5.2.3. Specifying a Loop Initiation interval (II)

The initiation interval, or II, is the number of clock cycles between the launch of successive loop iterations.
Use the ii pragma to direct the Intel® FPGA SDK for OpenCL™ Offline Compiler to attempt to set the initiation interval (II) for the loop that follows the pragma declaration. If the offline compiler cannot achieve the specified II for the loop, then the compilation errors out.

The ii pragma applies to single work-item kernels (that is, single-threaded kernels) in which loops are pipelined. Refer to the Single Work-Item Kernel versus NDRange Kernel section of the Intel® FPGA SDK for OpenCL™ Best Practices Guide for information on loop pipelining, and on kernel properties that drive the offline compiler's decision on whether to treat a kernel as single-threaded.

The higher the II value, the longer the wait before the subsequent loop iteration starts executing. Refer to the Reviewing Your Kernel's report.html File section of the Intel® FPGA SDK for OpenCL™ Best Practices Guide for information on II, and on the compiler reports that provide you with details on the performance implications of II on a specific loop.

For some loops in your kernel , specifying a higher II value with the ii pragma than the value the compiler chooses by default can increase the maximum operating frequency (fmax) of your kernel without a decrease in throughput.

A loop is a good candidate to have the ii pragma applied to it if the loop meets the following conditions:
  • The loop is pipelined because the kernel is single-threaded.
  • The loop is not critical to the throughput of your kernel .
  • The running time of the loop is small compared to other loops it might contain.
To specify a loop initiation interval for a loop, specify the pragma before the loop as follows:
#pragma ii <desired_initiation_interval>
The <desired_initiation_interval> parameter is required and is an integer that specifies the number of clock cycles to wait between the beginning of execution of successive loop iterations.

Example

Consider a case where your kernel has two distinct, pipelineable loops: a short-running initialization loop that has a loop-carried dependence and a long-running loop that does the bulk of your processing. In this case, the compiler does not know that the initialization loop has a much smaller impact on the overall throughput of your design. If possible, the compiler attempts to pipeline both loops with an II of 1.

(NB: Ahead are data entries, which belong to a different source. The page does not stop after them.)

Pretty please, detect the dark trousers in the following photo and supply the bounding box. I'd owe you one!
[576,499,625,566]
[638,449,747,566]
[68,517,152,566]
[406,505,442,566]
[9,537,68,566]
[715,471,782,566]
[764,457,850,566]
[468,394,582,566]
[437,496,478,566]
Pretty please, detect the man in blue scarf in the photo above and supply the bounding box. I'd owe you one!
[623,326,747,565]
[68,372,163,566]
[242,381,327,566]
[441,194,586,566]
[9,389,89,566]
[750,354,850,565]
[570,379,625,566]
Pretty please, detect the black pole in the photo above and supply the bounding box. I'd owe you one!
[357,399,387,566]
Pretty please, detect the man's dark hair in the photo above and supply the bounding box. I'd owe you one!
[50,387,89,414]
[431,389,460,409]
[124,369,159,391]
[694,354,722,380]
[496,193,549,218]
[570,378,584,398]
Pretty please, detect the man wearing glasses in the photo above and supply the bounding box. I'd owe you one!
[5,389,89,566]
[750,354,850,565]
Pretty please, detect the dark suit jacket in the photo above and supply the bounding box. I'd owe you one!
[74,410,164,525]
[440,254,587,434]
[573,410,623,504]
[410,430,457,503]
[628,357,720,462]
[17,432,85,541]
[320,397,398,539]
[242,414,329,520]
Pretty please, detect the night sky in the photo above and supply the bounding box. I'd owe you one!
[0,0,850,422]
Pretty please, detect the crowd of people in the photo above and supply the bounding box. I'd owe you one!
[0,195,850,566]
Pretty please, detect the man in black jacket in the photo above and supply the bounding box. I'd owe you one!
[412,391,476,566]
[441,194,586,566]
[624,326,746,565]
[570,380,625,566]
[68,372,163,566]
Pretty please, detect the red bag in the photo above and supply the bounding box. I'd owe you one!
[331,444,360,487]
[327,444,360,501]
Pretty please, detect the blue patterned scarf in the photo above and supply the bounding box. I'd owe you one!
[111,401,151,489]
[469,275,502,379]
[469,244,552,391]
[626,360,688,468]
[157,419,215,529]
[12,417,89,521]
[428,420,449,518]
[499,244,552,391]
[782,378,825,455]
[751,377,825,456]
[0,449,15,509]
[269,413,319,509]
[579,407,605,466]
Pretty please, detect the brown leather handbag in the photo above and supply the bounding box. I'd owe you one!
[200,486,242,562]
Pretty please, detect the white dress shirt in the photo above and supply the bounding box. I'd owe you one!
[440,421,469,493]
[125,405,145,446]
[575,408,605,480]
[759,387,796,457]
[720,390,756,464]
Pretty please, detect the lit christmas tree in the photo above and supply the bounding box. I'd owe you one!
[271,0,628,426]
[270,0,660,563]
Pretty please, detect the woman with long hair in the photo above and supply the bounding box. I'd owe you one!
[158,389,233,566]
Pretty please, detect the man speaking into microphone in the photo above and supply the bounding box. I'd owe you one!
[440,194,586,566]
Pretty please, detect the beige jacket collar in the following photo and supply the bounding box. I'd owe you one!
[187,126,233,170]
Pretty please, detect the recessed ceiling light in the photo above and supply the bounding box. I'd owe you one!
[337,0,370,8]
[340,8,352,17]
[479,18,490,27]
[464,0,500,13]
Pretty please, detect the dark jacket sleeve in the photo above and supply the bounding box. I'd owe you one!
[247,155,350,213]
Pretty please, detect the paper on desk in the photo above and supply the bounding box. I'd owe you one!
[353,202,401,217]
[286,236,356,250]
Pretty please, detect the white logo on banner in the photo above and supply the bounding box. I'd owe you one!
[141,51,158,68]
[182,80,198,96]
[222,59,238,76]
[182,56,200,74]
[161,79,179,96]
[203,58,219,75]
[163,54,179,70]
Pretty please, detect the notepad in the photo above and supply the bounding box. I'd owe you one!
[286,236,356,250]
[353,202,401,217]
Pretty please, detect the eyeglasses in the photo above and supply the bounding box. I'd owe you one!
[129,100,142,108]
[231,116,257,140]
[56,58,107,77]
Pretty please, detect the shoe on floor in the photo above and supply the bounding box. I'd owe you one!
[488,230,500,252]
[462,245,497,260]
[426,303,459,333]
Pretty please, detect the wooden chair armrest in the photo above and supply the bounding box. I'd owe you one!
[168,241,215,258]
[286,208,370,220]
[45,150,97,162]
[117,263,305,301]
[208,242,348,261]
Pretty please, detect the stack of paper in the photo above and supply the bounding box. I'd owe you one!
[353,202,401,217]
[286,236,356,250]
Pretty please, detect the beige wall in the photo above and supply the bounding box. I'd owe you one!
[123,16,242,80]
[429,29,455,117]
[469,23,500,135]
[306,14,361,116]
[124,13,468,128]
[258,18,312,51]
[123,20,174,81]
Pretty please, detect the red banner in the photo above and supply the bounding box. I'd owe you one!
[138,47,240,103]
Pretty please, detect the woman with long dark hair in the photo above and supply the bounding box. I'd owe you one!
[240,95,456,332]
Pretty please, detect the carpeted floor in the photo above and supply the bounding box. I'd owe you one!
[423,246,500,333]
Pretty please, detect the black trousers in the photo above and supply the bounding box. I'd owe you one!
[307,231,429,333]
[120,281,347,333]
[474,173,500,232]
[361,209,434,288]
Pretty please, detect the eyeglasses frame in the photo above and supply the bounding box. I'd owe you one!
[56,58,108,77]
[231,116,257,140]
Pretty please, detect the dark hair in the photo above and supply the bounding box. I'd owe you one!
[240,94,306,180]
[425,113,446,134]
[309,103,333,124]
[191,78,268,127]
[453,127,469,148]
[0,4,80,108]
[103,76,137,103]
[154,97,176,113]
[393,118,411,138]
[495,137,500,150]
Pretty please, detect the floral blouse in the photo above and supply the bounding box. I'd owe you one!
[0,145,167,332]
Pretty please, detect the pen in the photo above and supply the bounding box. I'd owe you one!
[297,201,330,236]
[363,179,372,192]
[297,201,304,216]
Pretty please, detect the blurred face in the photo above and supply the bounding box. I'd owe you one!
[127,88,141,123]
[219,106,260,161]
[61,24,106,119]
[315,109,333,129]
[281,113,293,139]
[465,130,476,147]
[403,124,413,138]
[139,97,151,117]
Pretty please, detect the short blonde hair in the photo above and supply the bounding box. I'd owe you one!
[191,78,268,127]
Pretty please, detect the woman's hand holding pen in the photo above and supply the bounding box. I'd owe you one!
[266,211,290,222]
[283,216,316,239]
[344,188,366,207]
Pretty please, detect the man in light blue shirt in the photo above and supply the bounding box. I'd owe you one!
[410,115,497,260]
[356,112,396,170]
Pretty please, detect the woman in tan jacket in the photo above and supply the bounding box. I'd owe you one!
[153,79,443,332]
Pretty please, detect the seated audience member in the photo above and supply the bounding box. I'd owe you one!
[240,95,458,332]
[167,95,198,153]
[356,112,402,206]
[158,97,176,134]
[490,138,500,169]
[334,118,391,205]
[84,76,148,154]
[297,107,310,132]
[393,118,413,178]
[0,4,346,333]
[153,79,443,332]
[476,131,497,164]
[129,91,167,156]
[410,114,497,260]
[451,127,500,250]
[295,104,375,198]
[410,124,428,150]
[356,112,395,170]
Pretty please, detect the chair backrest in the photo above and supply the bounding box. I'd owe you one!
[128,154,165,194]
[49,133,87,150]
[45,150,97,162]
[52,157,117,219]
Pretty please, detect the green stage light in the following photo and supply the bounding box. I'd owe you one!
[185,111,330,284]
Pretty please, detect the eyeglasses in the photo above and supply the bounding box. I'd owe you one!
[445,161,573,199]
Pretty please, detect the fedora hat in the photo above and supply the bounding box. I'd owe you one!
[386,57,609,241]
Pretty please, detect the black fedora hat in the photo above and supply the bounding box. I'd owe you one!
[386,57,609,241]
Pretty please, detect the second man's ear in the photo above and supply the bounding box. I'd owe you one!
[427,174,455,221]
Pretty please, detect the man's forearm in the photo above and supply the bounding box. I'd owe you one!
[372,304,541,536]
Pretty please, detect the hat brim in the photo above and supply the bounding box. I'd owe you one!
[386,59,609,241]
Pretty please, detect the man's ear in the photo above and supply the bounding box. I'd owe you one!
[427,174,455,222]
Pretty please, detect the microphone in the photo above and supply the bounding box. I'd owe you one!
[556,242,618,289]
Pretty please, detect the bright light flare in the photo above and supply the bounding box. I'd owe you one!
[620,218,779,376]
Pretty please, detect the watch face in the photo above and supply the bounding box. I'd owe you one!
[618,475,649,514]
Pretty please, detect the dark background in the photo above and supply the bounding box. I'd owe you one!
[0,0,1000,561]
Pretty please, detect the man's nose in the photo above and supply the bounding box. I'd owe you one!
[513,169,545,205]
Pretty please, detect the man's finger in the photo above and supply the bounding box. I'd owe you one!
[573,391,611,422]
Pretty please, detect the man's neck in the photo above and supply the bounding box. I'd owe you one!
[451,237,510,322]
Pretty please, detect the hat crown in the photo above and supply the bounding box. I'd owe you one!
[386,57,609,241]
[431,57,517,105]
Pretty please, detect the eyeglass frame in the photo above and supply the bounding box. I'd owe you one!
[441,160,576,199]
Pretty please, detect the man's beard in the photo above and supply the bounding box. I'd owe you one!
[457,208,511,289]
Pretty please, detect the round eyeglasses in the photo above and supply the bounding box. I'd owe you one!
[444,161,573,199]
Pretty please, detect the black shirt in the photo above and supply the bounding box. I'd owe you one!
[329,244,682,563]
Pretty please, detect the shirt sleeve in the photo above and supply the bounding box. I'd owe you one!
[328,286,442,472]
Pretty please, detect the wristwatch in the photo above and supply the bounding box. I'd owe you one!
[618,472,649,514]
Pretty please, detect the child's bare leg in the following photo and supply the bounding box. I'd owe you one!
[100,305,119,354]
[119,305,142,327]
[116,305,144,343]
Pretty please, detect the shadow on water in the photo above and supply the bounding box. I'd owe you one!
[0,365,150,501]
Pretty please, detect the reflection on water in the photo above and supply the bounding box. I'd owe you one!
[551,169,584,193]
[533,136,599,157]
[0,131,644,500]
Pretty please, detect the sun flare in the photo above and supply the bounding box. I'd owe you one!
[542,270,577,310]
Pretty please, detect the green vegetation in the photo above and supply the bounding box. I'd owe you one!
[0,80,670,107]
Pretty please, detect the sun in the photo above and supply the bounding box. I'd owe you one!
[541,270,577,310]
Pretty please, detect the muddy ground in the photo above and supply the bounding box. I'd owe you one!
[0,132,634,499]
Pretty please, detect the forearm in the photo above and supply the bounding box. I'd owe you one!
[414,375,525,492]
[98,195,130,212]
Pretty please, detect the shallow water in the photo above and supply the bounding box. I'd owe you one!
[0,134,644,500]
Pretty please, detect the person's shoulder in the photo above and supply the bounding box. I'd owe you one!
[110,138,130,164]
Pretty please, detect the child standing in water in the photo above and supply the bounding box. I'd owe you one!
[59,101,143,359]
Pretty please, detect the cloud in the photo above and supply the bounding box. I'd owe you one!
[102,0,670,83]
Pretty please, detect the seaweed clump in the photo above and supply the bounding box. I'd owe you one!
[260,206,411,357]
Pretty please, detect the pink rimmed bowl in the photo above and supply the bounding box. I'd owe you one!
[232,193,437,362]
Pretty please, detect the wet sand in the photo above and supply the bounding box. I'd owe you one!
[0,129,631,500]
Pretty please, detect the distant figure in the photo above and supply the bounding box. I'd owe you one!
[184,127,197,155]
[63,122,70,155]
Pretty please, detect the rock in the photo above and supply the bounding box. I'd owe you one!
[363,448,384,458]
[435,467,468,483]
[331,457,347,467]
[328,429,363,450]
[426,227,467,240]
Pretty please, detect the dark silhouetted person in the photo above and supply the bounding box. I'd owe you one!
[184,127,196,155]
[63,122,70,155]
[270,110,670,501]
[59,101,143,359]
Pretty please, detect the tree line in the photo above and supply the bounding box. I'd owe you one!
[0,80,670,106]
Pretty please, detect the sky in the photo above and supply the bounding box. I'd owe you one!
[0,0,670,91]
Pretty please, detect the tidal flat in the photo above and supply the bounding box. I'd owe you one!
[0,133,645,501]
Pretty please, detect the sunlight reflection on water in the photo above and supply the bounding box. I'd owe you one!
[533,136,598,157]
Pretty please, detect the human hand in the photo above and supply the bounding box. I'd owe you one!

Because the initialization loop has a loop-carried dependence, it will have a feedback path in the generated hardware. To achieve an II with such a feedback path, some clock frequency might be sacrificed. Depending on the feedback path in the main loop, the rest of your design could have run at a higher operating frequency.

If you specify #pragma ii 2 on the initialization loop, you tell the compiler that it can be less aggressive in optimizing II for this loop. Less aggressive optimization allows the compiler to pipeline the path limiting the fmax and could allow your overall kernel design to achieve a higher fmax.

The initialization loop takes longer to run with its new II. However, the decrease in the running time of the long-running loop due to higher fmax compensates for the increased length in running time of the initialization loop.